Paragloborotalia birnageae


Classification: pf_cenozoic -> Globigerinidae -> Paragloborotalia -> Paragloborotalia birnageae
Sister taxa: P. acrostoma, P. incognita, P. pseudocontinuosa, P. semivera, P. kugleri, P. pseudokugleri, P. mayeri, P. siakensis, P. birnageae, P. continuosa, P. opima, P. nana, P. griffinoides, P. sp.,

Taxonomy

Citation: Paragloborotalia birnageae (Blow, 1959)
Rank: species
Basionym: Globorotalia birnageae Blow, 1959
Synonyms:
Taxonomic discussion:

Paragloborotalia birnageae and its junior synonyms have previously been attributed to a number of genera, including Globorotalia, Fohsella, and Turborotalita, but is placed here within Paragloborotalia based on its coarsely cancellate wall, and close resemblance with the P. nana-P. pseudokugleri-P. kugleri lineage. As part of our investigations, we have examined the topotypes of P. birnageae housed at the Natural History Museum in London, Blow collection (P49680, P49688); they are very consistent with the holotype, including the extended final chamber.

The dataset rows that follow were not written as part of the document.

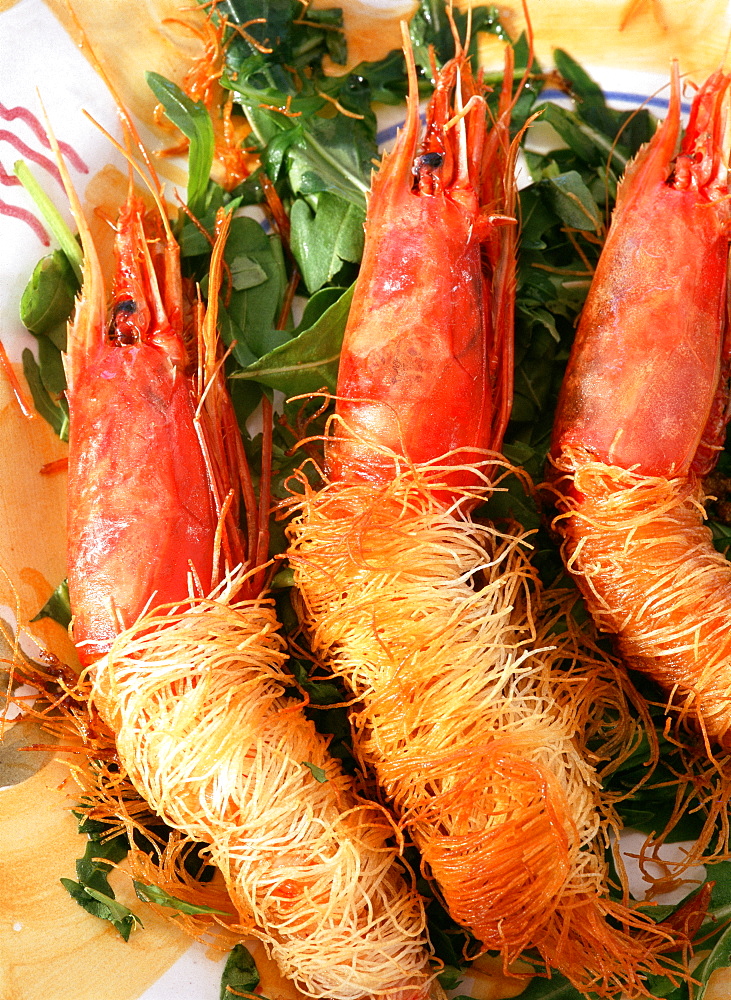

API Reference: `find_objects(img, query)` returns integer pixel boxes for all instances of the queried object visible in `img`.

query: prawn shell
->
[552,67,731,477]
[68,344,217,663]
[328,193,492,481]
[326,46,516,500]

Globorotalia mendacis (Blow, 1969) is considered to be a junior synonym of P. birnageae. Both taxa have ~6 embracing chambers in the final whorl, a compact test with mostly closed umbilicus and a low aperture with a thin lip, and slightly curved dorsal sutures. Blow (1969) chose a distinctly biconvex specimen with a subacute peripheral margin (Pl. 5.2, Figs. 4-6) for the holotype. However, there is a complete gradation between forms with a broadly rounded margin (P. birnageae s.s.) and specimens that have a subacute margin. Globorotalia mendacis has long been considered a junior synonym of P. kugleri (Stainforth and others, 1975; Bolli and Saunders, 1985). However, our investigations of the holotype reveal that it is synonymous with P. birnageae based on the circular, weakly lobulate equatorial outline, kummerform final chamber with low aperture and flap-like lip. Blow (1979:148) notes that “superficially it [birnageae] bears some general morphological resemblances to G. (T.) kugleri, G. (T.) pseudokugleri and, especially, G. (T.) mendacis”.

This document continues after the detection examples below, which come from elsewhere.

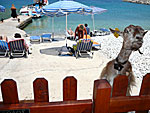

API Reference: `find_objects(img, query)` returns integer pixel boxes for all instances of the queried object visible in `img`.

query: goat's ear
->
[143,31,148,36]
[109,28,123,38]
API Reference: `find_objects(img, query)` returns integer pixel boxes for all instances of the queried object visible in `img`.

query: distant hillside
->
[123,0,150,5]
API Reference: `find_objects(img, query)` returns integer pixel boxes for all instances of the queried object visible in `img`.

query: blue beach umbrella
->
[43,0,92,46]
[90,6,107,30]
[43,0,92,30]
[0,5,5,12]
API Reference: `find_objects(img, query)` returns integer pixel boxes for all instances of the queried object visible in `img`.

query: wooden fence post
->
[136,73,150,113]
[33,78,49,102]
[1,79,19,104]
[112,75,128,97]
[63,76,77,101]
[93,79,111,113]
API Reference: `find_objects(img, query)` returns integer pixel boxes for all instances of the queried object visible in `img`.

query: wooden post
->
[63,76,77,101]
[1,79,19,104]
[136,73,150,113]
[93,79,111,113]
[112,75,128,97]
[33,78,49,102]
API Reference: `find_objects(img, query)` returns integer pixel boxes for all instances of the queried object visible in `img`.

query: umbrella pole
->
[92,14,95,31]
[66,13,67,47]
[52,17,54,39]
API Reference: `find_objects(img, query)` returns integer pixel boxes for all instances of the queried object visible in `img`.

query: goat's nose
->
[136,36,143,41]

Specimens of Paragloborotalia? laccadivensis reported by Spezzaferri (1994) are also likely synonymous with birnageae. The tiny, 5-6 chambered laccadivensis consistently first appears in mid-Oligocene Subzone P21a (= Zone O3/O4; Spezzaferri, 1994). Therefore, these mid-Oligocene to early Miocene forms are probably not the same taxon described by Fleisher (1974) as Globanomalina laccadivensis from the upper Eocene of the Arabian Sea. In her description of the forms she attributed to P.? laccadivensis, Spezzaferri (1994:57) notes: “Sutures are slightly depressed and radial on both sides”. As observed in other lineages of Paragloborotalia, radial spiral sutures are the ancestral condition in all early and mid Oligocene taxa (through Subzone P21a = O3-O4); spiral sutures of birnageae become more curved in the late to latest Oligocene (Zone P22 = O6 and O7).

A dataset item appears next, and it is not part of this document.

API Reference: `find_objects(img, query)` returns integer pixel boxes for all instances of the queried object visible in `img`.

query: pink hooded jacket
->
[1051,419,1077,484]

Turborotalita primitiva was described by Brönnimann and Resig from the upper Oligocene of the southwestern Pacific Ocean and is considered here to be within the morphologic variability of P. birnageae. Although the type specimen is of rather poor quality and equivocal in its identification, it fits best as within the birnagaeae plexus. Moreover, we have re-examined the type level of T. primitiva in DSDP Hole 64A and found specimens attributable to P. birnageae (Pl. 5.3, Fig. 16). [Leckie et al. 2018]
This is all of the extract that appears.